The arrival of El Niño conditions, confirmed by NOAA to likely persist through 2026, is creating a significant protection gap in the U.S. property insurance market as private flood premiums decline. While the weather pattern may suppress Atlantic hurricane activity, it simultaneously increases flood and storm surge risks for the West Coast and Southwest. For property brokers, this shift necessitates urgent client conversations regarding coverage adequacy, particularly as primary carriers and reinsurers maintain strict underwriting discipline despite seasonal forecasts.
According to NAIC data, private flood direct premiums written dropped from $803 million in 2023 to $730 million in 2024, a trend that conflicts with the heightened flood exposure brought by El Niño.
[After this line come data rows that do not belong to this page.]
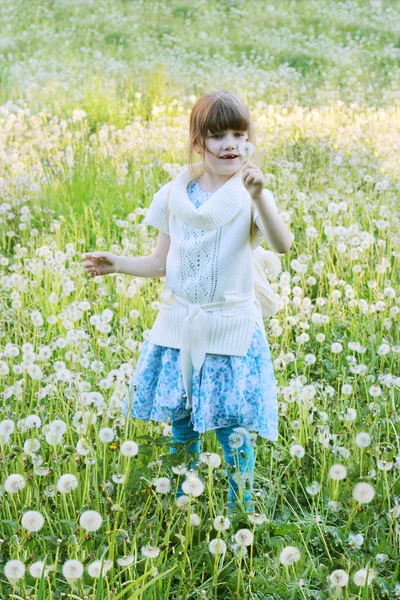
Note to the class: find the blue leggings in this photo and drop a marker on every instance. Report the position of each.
(182, 431)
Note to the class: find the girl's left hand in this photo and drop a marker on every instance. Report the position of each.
(253, 180)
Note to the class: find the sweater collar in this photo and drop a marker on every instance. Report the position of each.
(222, 206)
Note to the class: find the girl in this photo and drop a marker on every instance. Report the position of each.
(206, 363)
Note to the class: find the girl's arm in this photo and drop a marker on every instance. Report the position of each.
(147, 266)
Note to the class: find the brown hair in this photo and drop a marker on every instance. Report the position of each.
(217, 111)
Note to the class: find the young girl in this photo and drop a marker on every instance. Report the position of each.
(206, 363)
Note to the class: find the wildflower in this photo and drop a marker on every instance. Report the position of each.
(106, 435)
(217, 546)
(193, 486)
(126, 561)
(72, 569)
(32, 520)
(163, 485)
(90, 520)
(337, 472)
(360, 577)
(150, 551)
(289, 555)
(363, 492)
(129, 448)
(14, 483)
(67, 483)
(339, 578)
(14, 570)
(97, 568)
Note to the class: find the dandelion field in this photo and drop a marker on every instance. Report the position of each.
(95, 99)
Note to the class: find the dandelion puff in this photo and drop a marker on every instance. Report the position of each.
(14, 483)
(36, 569)
(363, 439)
(363, 492)
(337, 472)
(193, 486)
(98, 568)
(217, 546)
(221, 523)
(210, 458)
(339, 578)
(244, 537)
(106, 435)
(126, 561)
(289, 555)
(163, 485)
(14, 570)
(150, 551)
(72, 569)
(67, 483)
(297, 451)
(90, 520)
(129, 448)
(32, 520)
(360, 577)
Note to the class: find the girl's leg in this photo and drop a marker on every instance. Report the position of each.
(238, 453)
(182, 431)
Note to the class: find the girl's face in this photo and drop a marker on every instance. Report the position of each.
(229, 142)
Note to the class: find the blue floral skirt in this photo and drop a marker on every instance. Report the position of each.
(228, 390)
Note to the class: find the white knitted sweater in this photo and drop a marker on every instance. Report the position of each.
(209, 305)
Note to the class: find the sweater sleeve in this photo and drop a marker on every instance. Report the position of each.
(257, 237)
(156, 214)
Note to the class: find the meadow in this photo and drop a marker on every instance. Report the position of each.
(95, 98)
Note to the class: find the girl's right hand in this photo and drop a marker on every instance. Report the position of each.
(100, 263)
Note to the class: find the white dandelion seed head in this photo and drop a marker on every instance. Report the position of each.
(97, 568)
(150, 551)
(337, 472)
(217, 546)
(129, 448)
(289, 555)
(31, 446)
(244, 537)
(210, 458)
(193, 486)
(339, 578)
(90, 520)
(363, 439)
(313, 488)
(33, 422)
(221, 523)
(72, 569)
(36, 569)
(360, 577)
(14, 483)
(83, 447)
(67, 483)
(163, 485)
(14, 570)
(106, 435)
(297, 451)
(32, 521)
(363, 492)
(126, 561)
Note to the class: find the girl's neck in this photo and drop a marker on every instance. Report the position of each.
(210, 182)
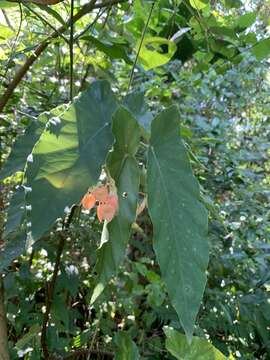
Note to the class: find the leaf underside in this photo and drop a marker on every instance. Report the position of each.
(124, 170)
(179, 219)
(199, 349)
(68, 158)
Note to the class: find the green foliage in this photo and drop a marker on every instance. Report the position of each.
(210, 61)
(123, 168)
(126, 348)
(150, 55)
(68, 157)
(179, 219)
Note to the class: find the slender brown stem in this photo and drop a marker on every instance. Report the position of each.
(43, 45)
(4, 353)
(49, 295)
(76, 354)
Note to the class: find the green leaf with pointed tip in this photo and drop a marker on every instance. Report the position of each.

NOAA Administrator Neil Jacobs reports a 98% probability of El Niño being present this summer, with an 80% chance of it reaching moderate strength. This pattern significantly impacts regional risk profiles: California faces elevated exposure from atmospheric rivers, particularly in southern regions, while Arizona is likely to see a wetter winter. Conversely, while El Niño can suppress hail and tornado activity in Texas and Oklahoma, experts warn that these risks are not eliminated.
The influence of El Niño typically reduces Atlantic hurricane formation through increased vertical wind shear, leading NOAA to project a 55% probability of a below-normal Atlantic season. However, the eastern Pacific faces a 70% chance of an above-normal season, increasing exposure for the West Coast and Hawaii. Despite the potential for a quieter Atlantic, industry leaders like Danny Stock of Allianz Commercial emphasize that climate change continues to drive storm intensity. Stock pointed to Hurricane Melissa in 2025, which intensified to a Category 5 in just 39 hours and resulted in economic losses between $6 billion and $7 billion, as evidence that individual events can still cause catastrophic damage regardless of overall storm counts.
The property insurance sector continues to face tightening conditions as reinsurers push for higher attachment points and risk-adequate pricing. Primary carriers are maintaining firm stances on wind and named-storm deductibles in high-hazard coastal zones, leaving brokers with a smaller capacity buffer than seasonal headlines might suggest. Steve Bennett of Mercury Insurance notes that while El Niño influences probabilities, it is only one component of a complex weather puzzle. With Insurance Information Institute data showing that only 78% of homeowners who acknowledge flood risk actually carry insurance, brokers are encouraged to use the current El Niño signal as a catalyst for closing the coverage gap before seasonal risks materialize.